Posted: Fri Jul 03, 2020 11:34 pm
by police.bike

I am using vast to render multiple GPU processing.

I am curious how it works.

Say if I choose a 2 GPU machine and set bs to 64.
Does it branch 32 on one and another 32 on the other ?

Or does bs indicate a 64 on each GPU. Curious to know how it works.

It was surprising that a 2X 11 G NVIDIA machines gives lesser iterations than my single GPU NVIDIA 6G machine.


Re: how does multi GPU training work

Posted: Sat Jul 04, 2020 8:41 am
by torzdf

The batch is split between GPUs.

To get the benefit of multiple GPUs, you would want to up the batchsize (i.e. if you are training BS 64 on 1 GPU, you'd want to train BS 128 on 2 GPUs).

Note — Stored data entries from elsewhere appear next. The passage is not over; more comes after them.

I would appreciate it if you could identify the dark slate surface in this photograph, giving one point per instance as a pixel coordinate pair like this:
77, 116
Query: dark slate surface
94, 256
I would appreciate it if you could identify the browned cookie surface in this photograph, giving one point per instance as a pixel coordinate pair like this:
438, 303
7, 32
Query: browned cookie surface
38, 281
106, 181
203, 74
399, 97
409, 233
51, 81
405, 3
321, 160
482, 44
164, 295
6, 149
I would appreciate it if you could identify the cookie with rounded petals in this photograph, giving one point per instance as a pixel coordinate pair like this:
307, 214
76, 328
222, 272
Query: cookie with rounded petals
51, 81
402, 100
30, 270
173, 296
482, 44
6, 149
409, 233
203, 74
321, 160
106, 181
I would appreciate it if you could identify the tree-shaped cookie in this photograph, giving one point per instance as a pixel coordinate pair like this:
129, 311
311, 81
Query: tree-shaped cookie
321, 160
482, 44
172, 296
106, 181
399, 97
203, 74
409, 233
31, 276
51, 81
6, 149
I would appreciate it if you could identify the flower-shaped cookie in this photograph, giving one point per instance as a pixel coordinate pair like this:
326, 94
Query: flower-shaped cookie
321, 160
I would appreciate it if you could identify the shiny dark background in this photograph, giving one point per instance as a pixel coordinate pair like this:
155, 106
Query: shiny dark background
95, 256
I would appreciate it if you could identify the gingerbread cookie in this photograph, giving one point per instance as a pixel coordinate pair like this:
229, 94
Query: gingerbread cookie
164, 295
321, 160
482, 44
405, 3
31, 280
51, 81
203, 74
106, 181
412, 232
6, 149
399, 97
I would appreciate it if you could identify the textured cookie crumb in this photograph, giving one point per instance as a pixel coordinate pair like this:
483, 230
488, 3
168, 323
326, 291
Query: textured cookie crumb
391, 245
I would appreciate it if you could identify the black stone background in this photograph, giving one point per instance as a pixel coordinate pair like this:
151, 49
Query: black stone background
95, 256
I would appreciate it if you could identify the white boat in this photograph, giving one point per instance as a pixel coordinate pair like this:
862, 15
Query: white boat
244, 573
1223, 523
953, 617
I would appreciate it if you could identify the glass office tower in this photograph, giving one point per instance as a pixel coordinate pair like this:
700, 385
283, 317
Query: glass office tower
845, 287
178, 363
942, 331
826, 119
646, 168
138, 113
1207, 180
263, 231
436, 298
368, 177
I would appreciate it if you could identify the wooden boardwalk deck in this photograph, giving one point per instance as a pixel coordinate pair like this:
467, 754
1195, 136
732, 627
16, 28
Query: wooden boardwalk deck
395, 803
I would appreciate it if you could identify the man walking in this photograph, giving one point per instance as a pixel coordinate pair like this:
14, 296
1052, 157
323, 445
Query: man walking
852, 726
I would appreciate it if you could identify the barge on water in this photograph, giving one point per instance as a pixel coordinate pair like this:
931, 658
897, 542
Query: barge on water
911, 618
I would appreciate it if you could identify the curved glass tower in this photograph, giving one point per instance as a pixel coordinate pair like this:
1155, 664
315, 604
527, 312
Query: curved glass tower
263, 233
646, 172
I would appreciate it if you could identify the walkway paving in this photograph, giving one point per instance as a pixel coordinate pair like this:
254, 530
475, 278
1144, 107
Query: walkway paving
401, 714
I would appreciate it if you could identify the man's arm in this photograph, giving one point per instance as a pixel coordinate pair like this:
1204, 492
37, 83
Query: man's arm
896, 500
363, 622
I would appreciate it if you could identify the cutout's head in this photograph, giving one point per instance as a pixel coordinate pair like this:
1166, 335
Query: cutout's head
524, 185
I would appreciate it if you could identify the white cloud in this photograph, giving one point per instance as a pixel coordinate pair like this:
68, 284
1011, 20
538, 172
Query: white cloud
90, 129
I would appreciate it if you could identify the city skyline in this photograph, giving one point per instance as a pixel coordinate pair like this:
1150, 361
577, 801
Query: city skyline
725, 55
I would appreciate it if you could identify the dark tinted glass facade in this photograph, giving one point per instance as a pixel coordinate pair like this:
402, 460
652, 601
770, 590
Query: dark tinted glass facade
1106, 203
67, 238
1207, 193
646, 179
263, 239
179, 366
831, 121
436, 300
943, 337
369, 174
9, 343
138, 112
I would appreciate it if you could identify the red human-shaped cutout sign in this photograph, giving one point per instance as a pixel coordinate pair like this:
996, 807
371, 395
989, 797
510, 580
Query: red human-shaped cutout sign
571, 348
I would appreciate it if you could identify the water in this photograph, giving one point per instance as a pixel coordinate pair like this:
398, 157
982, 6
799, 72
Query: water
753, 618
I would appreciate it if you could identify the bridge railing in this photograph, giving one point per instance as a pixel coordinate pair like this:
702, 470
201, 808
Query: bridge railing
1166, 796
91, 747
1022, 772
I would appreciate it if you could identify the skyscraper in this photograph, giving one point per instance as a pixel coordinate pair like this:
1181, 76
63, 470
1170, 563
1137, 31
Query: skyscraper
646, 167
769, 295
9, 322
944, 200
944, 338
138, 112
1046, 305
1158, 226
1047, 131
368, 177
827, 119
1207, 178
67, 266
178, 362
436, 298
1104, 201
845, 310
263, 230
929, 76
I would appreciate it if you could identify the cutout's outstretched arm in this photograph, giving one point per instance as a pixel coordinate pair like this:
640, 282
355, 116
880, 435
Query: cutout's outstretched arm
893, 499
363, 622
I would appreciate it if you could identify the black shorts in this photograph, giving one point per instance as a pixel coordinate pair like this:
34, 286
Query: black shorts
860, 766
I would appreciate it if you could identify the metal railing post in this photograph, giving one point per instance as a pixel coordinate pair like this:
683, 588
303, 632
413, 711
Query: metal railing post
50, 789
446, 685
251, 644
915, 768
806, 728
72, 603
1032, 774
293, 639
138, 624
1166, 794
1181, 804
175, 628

Re: how does multi GPU training work

Posted: Wed Jul 29, 2020 5:23 am
by ericpan0513

So, if I run the training with batchsize=64 in one GPU, then if I have 4 same GPUs I should increase batchsize to 256,right?
But I found that the maximum of batchsize setting is only up to 256, means that even if I got like 5 or 10 GPUs on one single machine, I still can not improve the speed(?) more than it did on 4 GPUs?
Hope you can answer, thanks!


Re: how does multi GPU training work

Posted: Wed Jul 29, 2020 10:58 pm
by bryanlyon

You can manually enter any number, the slider only stops there since it's a "normal" limit. If you need 512 you can enter 512, but remember that models stop learning details at very high batch sizes.

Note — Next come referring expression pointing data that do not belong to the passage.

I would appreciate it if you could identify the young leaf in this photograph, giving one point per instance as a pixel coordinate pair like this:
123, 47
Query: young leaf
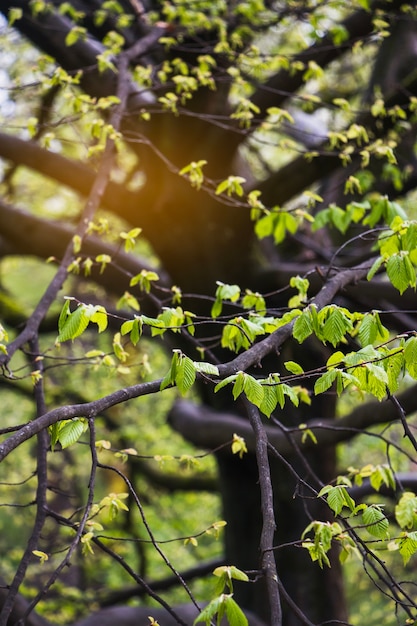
185, 374
293, 367
376, 522
406, 510
71, 430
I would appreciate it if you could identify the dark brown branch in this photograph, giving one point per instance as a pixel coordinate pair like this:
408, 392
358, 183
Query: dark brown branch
198, 571
42, 483
268, 516
75, 175
31, 235
210, 429
273, 342
281, 86
175, 482
48, 31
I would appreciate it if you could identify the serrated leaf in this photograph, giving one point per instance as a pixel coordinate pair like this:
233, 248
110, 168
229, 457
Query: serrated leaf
338, 498
65, 312
225, 382
410, 355
375, 267
75, 324
398, 272
293, 367
406, 510
375, 521
185, 375
335, 327
325, 381
234, 613
408, 546
302, 326
206, 368
239, 385
269, 400
209, 611
71, 431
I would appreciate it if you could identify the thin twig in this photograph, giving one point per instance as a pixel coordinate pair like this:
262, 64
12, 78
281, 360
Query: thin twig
267, 507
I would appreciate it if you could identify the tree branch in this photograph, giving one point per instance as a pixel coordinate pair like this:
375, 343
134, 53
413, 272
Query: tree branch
268, 515
75, 175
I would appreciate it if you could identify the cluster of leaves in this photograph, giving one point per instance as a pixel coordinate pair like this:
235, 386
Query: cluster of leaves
224, 604
399, 534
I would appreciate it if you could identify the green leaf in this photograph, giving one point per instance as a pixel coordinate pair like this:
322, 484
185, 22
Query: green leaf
303, 327
337, 498
253, 390
406, 510
325, 381
336, 326
401, 272
71, 430
408, 546
226, 381
375, 521
185, 374
65, 312
410, 355
234, 613
293, 367
269, 400
14, 15
206, 368
375, 267
74, 325
76, 33
209, 611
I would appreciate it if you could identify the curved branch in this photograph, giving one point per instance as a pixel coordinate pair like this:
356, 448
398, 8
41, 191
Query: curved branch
30, 235
73, 174
87, 409
176, 482
281, 86
210, 429
272, 343
48, 31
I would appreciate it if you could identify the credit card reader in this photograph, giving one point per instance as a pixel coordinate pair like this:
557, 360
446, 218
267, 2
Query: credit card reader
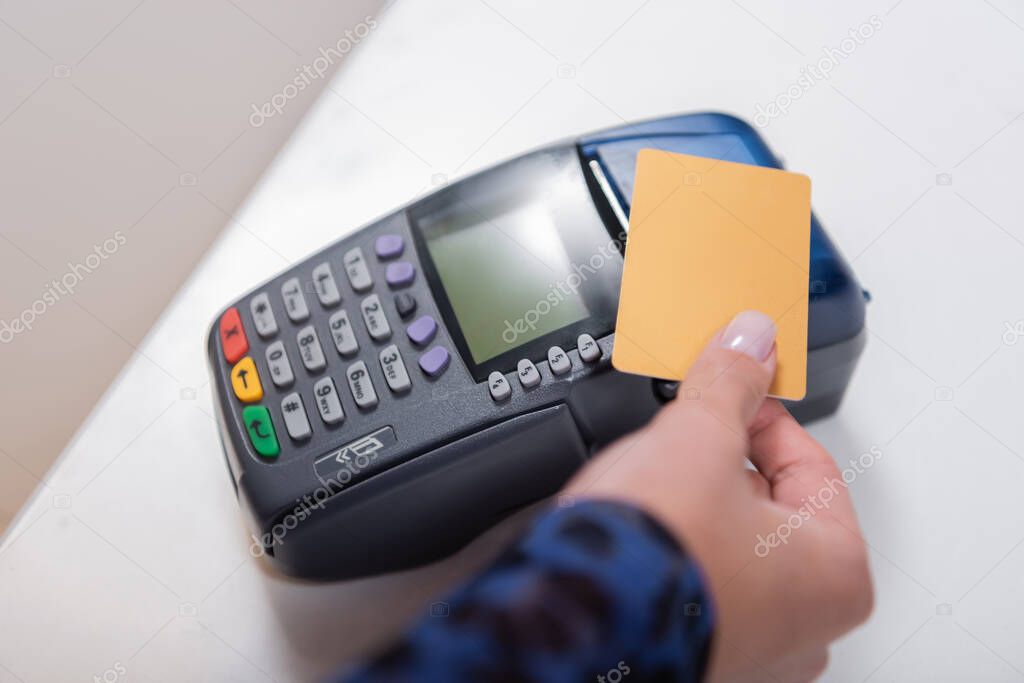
404, 388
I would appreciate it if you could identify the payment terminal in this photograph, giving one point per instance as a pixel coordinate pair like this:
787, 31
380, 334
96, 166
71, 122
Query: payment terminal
404, 388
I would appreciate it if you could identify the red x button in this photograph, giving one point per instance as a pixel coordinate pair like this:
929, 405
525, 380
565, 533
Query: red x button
232, 336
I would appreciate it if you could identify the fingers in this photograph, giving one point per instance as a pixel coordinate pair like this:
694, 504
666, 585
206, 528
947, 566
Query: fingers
730, 378
799, 470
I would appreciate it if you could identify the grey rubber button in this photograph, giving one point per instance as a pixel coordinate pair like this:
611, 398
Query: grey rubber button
558, 360
295, 303
328, 402
356, 269
281, 368
528, 375
309, 349
342, 333
394, 370
500, 388
266, 326
327, 289
360, 385
373, 315
296, 421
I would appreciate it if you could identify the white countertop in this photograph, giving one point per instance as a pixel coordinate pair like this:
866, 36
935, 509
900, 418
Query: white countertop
132, 559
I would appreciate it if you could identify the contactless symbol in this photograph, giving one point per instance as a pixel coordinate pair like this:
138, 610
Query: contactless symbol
342, 465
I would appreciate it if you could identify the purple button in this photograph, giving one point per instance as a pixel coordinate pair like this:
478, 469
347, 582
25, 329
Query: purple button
422, 330
389, 246
434, 361
399, 273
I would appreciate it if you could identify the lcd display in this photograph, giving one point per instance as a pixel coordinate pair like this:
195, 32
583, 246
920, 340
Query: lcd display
504, 272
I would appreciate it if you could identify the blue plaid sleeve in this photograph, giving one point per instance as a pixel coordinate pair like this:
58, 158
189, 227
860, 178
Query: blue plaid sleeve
597, 591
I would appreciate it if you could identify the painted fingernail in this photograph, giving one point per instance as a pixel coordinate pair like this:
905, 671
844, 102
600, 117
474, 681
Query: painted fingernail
752, 333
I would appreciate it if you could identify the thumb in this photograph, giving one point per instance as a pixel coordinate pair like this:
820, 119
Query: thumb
731, 377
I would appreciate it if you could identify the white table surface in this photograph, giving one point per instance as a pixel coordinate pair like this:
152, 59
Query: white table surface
132, 559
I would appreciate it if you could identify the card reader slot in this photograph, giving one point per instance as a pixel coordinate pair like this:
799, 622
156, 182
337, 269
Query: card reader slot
434, 504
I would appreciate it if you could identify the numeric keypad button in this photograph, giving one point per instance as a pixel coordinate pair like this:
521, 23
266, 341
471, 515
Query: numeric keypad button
373, 315
281, 368
328, 402
356, 269
309, 349
295, 303
360, 385
342, 333
327, 288
296, 421
266, 325
394, 370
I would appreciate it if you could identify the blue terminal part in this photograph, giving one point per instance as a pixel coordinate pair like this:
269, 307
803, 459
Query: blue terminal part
837, 301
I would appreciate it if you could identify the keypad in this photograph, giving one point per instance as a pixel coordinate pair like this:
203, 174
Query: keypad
309, 349
311, 301
328, 402
295, 302
281, 368
266, 325
394, 370
373, 315
558, 360
327, 288
357, 270
360, 385
342, 333
296, 422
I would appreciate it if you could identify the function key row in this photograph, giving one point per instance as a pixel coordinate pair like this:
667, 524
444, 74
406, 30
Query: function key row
529, 376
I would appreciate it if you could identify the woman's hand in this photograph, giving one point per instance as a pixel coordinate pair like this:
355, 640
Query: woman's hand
780, 545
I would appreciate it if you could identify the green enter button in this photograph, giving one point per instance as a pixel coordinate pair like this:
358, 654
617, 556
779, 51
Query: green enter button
261, 433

Re: how does multi GPU training work

Posted: Thu Jul 30, 2020 6:44 am
by ericpan0513

OK I see, thank you !
I thought that multiple GPUs is like if I use batchsize=256 on 4 GPUs, then the detail might be the same as batchsize=64 on 1GPU, so this is wrong, right?
If it's wrong, why is this happening? Don't models split in different parts and all using a batchsize of 64?(4GPUs Bs=256)

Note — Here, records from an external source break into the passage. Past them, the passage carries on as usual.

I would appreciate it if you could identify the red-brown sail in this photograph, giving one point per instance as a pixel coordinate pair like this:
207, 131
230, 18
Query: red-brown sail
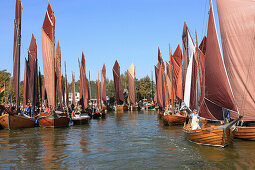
103, 83
98, 94
117, 83
73, 90
131, 84
193, 94
58, 73
185, 53
177, 70
217, 89
16, 47
32, 63
66, 88
236, 20
48, 54
202, 45
40, 86
25, 97
159, 85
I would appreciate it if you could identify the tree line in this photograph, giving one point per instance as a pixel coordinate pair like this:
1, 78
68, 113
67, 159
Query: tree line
144, 88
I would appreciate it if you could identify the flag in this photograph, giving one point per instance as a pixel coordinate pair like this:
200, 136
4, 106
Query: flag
2, 89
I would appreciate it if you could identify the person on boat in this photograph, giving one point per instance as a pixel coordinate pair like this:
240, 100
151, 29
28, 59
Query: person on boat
195, 124
28, 110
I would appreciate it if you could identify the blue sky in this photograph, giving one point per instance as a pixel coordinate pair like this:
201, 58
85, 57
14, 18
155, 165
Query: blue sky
105, 30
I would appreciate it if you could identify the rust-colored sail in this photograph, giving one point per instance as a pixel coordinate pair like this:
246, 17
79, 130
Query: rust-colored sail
202, 45
73, 90
177, 70
85, 81
58, 73
48, 54
98, 93
40, 87
185, 53
236, 18
159, 85
16, 47
32, 78
131, 84
217, 90
103, 83
25, 89
193, 92
168, 81
84, 88
117, 83
66, 88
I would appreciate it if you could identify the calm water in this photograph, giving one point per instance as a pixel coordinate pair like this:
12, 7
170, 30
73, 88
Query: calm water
132, 140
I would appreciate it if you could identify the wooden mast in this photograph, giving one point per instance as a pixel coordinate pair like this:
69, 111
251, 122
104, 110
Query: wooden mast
198, 74
171, 74
19, 44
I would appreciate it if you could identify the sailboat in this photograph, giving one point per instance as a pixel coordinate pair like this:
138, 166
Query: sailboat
174, 88
105, 106
50, 117
236, 20
12, 119
217, 99
131, 89
120, 107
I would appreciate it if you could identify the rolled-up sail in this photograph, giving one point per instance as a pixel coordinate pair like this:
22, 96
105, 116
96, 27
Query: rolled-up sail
218, 93
117, 83
131, 84
236, 18
103, 84
59, 76
48, 54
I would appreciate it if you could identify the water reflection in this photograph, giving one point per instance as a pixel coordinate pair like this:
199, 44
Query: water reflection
129, 140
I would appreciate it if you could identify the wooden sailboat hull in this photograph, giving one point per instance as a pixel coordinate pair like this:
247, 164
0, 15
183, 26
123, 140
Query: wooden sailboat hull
246, 133
173, 119
80, 121
50, 121
210, 136
16, 122
134, 108
121, 108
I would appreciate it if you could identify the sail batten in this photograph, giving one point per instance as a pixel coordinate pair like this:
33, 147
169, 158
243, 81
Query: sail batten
48, 54
236, 18
103, 84
117, 83
217, 93
131, 84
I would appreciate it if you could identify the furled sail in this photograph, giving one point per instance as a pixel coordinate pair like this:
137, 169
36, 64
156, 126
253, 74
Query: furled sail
117, 83
98, 93
25, 84
84, 87
66, 88
236, 18
103, 83
16, 47
177, 70
58, 73
32, 62
48, 54
131, 84
218, 94
73, 90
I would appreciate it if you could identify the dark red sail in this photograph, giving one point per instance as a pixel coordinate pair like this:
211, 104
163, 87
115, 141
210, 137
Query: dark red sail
103, 83
48, 54
117, 83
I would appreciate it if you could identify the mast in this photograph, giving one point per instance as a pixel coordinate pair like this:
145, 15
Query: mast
171, 74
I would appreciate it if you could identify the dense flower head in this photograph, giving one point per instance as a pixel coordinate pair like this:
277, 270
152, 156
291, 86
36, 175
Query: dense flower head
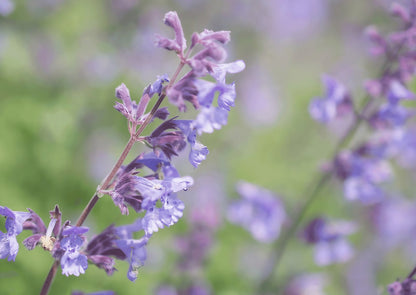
72, 261
362, 175
14, 226
259, 211
329, 240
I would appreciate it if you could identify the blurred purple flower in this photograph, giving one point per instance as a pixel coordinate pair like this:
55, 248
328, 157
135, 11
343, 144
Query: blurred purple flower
336, 102
361, 176
72, 261
14, 226
331, 246
6, 7
259, 211
406, 287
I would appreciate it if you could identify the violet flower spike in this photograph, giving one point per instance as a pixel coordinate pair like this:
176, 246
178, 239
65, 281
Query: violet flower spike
72, 261
14, 226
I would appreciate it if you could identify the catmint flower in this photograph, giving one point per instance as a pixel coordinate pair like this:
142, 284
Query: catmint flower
362, 176
336, 102
102, 248
198, 154
135, 113
259, 211
390, 116
170, 142
72, 261
136, 255
14, 226
397, 92
407, 287
329, 239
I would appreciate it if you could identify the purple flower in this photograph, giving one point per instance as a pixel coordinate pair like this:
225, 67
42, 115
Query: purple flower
329, 240
407, 287
390, 116
198, 154
102, 248
336, 102
397, 92
362, 175
135, 252
14, 226
6, 7
72, 261
259, 211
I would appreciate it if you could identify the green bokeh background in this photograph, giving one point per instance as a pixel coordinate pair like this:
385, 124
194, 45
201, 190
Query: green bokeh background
56, 115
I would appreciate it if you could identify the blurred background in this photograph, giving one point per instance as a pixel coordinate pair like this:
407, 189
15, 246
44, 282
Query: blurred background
60, 61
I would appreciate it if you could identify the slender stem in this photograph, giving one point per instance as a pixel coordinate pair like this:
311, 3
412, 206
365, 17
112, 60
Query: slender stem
107, 181
311, 195
412, 273
48, 282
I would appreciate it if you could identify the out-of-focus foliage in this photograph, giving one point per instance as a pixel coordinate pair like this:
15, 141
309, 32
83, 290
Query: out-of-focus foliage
60, 61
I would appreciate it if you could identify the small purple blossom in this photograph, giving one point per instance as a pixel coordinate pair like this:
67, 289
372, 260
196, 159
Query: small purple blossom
406, 287
336, 102
136, 255
329, 239
14, 226
72, 261
259, 211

Re: how does multi GPU training work

Posted: Thu Jul 30, 2020 4:19 pm
by bryanlyon

Training uses two paths, one forward and one backward. Forward gets split to all GPUs, but the backward pass happens once with all the batches at once. As you increase the batch size, it's faster since it uses more images per backward pass, but it also becomes more noisy as the gradients interfere with each other. Splitting to multiple GPUs doesn't solve this interference issue.

Too small of batch sizes also have their problems. This is why we normally recommend batch sizes between 8 and 128.